Other anti-Alt-right articles have been appearing daily. Yesterday there was a long complaint, “I won’t let neo-nazis dictate what little fashion sense I have,” where some manlet reporter whined about Richard and his buddies making the “fashy haircut” (long on top, very short on the sides) a symbol of “white-supremacy,” but he would bravely go ahead and retain his own fashy haircut, because it looks nice. Also yesterday there was a general rant against White racism by DMN’s “culture critic.” Both articles included pictures of Richard in various poses, in various outfits. They all hate him, but they all admit he’s photogenic.

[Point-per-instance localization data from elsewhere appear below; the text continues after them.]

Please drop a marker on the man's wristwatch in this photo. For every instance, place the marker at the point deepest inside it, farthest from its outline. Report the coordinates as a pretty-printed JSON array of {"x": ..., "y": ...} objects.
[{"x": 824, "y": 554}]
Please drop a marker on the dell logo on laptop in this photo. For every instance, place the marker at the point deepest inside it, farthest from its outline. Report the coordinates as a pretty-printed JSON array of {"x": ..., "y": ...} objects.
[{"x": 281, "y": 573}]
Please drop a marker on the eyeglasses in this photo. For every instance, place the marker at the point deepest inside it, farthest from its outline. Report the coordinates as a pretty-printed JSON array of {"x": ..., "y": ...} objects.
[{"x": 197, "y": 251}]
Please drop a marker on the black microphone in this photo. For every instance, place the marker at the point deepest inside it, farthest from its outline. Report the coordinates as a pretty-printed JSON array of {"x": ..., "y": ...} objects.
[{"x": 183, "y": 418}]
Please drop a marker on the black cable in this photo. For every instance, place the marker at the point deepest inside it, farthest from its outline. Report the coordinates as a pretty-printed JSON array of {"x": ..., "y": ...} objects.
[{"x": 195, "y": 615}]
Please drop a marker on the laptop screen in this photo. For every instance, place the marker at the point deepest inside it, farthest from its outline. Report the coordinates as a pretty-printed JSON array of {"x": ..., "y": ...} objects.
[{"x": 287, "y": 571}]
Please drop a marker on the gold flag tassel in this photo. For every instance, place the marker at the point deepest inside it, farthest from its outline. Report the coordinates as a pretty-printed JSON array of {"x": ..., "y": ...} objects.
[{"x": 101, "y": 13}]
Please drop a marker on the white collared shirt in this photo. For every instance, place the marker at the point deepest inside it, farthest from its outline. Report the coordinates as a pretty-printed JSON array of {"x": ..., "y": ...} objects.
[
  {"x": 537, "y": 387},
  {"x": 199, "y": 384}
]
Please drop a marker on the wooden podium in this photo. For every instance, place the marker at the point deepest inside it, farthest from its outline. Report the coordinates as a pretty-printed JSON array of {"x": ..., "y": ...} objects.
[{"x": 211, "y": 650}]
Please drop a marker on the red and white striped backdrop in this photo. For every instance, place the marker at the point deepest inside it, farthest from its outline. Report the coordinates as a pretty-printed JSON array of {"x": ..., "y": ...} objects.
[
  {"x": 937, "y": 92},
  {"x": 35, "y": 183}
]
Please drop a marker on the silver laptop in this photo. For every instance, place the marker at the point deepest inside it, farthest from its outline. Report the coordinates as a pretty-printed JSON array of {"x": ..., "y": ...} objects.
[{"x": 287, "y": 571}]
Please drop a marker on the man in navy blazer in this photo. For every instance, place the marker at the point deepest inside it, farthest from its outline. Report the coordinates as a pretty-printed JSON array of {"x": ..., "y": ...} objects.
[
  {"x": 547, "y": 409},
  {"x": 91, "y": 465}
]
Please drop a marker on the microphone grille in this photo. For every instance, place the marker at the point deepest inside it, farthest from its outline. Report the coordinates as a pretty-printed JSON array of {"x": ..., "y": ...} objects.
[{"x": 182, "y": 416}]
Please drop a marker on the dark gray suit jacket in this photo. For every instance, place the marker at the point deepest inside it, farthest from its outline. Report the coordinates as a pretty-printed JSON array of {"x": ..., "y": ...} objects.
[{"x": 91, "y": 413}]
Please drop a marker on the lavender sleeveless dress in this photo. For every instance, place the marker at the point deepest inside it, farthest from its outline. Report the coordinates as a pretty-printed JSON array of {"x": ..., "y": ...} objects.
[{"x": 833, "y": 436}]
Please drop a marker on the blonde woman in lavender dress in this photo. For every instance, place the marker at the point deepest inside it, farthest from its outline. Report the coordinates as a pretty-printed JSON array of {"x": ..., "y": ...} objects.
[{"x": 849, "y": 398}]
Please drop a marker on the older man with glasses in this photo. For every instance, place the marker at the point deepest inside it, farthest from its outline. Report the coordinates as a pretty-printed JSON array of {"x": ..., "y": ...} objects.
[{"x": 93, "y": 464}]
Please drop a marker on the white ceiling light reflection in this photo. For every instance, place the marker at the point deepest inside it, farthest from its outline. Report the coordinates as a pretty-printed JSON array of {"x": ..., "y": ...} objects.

Photo accompanying manlet reporter's article on Alt Right fashion

Photo accompanying manlet reporter’s article on Alt Right fashion

The last DMN article yesterday was the announcement by the president of Texas A&M (not the Diversity Director — the President, who oversees 50,000 students, thousands of staff, and a few billion in buildings, labs, etc.) that he was declaring a “safe-space” on campus for all Aggies (students, profs, staff) + inhabitants of nearby towns who might feel endangered — so they would have a place to flee to when Richard gives a talk at Rudder Tower on Dec. 6th. Richard will be addressing a couple hundred, max., in a smallish conference room. On the other hand, Kyle Field, the safe space for people afraid of Richard, is by far the largest structure on campus, probably the largest structure between Houston and Dallas. ‘Course, everything’s bigger in Texas, even safe-spaces. (Sorry, I had to say that.)

I could go into a long rant at this point about how A&M used to be all male, used to be the most macho campus in Texas, used to be an island of sanity in an academic sea of madness, but I will spare you. I did take a Parthian shot however. This is the season when the DMN picks its “Texan of the Year” — it tries to make a big deal out of it, and invites readers to nominate worthy candidates and give their reasons.

So I nominated Richard Bertrand Spencer as Texan of the Year. I’m not sure he’s eligible, since he no longer lives in Texas, but if you measure the sheer hysteria he has caused, at least among the mothers and alumni of St. Mark’s, the Dallas Morning News, and one of the largest universities in the nation, he wins by a mile!